Я, читатель, привел сказку о кузнеце и великане не вследствие любезного мне празднословия. Я полагаю, вымыслы народной фантазии могут дать самовернейшее понятие о народе; руководясь этой мыслию, я выбрал, по своему крайнему разумению, один из наихарактернейших и представил тебе, да узришь хотя некоторые черты моих земляков, не искаженные пристрастием, или ненавистью, или легкомыслием.
ГЛАВА ВТОРАЯ
Краткий очерк обычаев, характеров и отношений окружавших меня лиц
Если бы ты, любезный читатель, очутился погожим летним утром в терновских лесах, то, будь ты наивзыскательнейшим из смертных, у тебя вырвались бы многие восклицания удовольствия. Самое так именуемое каменное сердце не могло оставаться равнодушным к этим бесподобным переливам яркой зелени, к аромату цветов и трав, тишине и вместе с тем повсюду чувствуемому движенью жизни, свежести и не разнеживающей, но трезвящей мягкости благодатного воздуха. Это пленительное уединение всегда напоминало мне эдем, легкомысленно утраченный нашим праотцем Адамом.
Очутившись здесь, читатель мог бы ходить около самого селения, не подозревая близости жилищ, скрытых внизу сенью густолиственных дерев, полагать себя вдали от докучных в иные часы собратий и предаваться грустным или приятным мечтаньям, не опасаясь стеснительных для мечтаний встреч.
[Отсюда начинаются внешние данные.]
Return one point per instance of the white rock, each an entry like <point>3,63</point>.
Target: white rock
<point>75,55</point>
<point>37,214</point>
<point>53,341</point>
Но он скоро был бы выведен из самосозерцания в праздничные и воскресные дни слабым, как бы готовящимся закашляться звоном надтреснутого колокола, призывающего верных к слушанию литургии, а в будние дни пронзительным дискантом попадьи, заставляющим повторять эхо соседних ущелий отрывки характерных местных выражений гнева.
Направив шаги свои по дребезжащему звону колокола или по пронзительному дисканту попадьи, читатель не замедлил бы попасть на гладко утоптанную тропинку, далее увидал бы в стороне небольшую прогалину и на ней пасущуюся спутанную попову сивую кобылу с жеребенком и попову черную корову, привязанную на длинной веревке за рога к дубу; потом слух его был бы поражен заботливым кудахтаньем невидимых, но близких наседок и писком робких цыплят, и, сделав еще несколько поворотов по тропинке, он бы внезапно очутился на лесной опушке, и его взорам неожиданно бы представился амфитеатр цветущих огородов по отлогостям горы, сельский скромный, сероватого цвета храм, окруженный вишневой изгородью, как бы венком, влево от храма — попов белый четырехоконный домик с крытым крылечком, прилежащие к нему гумно, погреб, амбар и фруктовый садик; еще левее — крохотная мазанка, жилище пономаря, увенчанная деревянным петушком, показывающим направление ветра; несколько ниже — довольно ветхая хижина, осененная громадной развесистой грушей, где в бедности и печали, но в согласье и дружбе проводили дни дьякон и дьяконица, родители автора этих записок, а дальше живописно рассыпавшееся селение, муравчатая улица, разбегающиеся во все стороны узкие извилистые дорожки, сверкающая в низких берегах река, езжая дорога вдоль берега, а за рекой круто поднимающиеся лесистые утесы, прорезанные глубокими ущельями.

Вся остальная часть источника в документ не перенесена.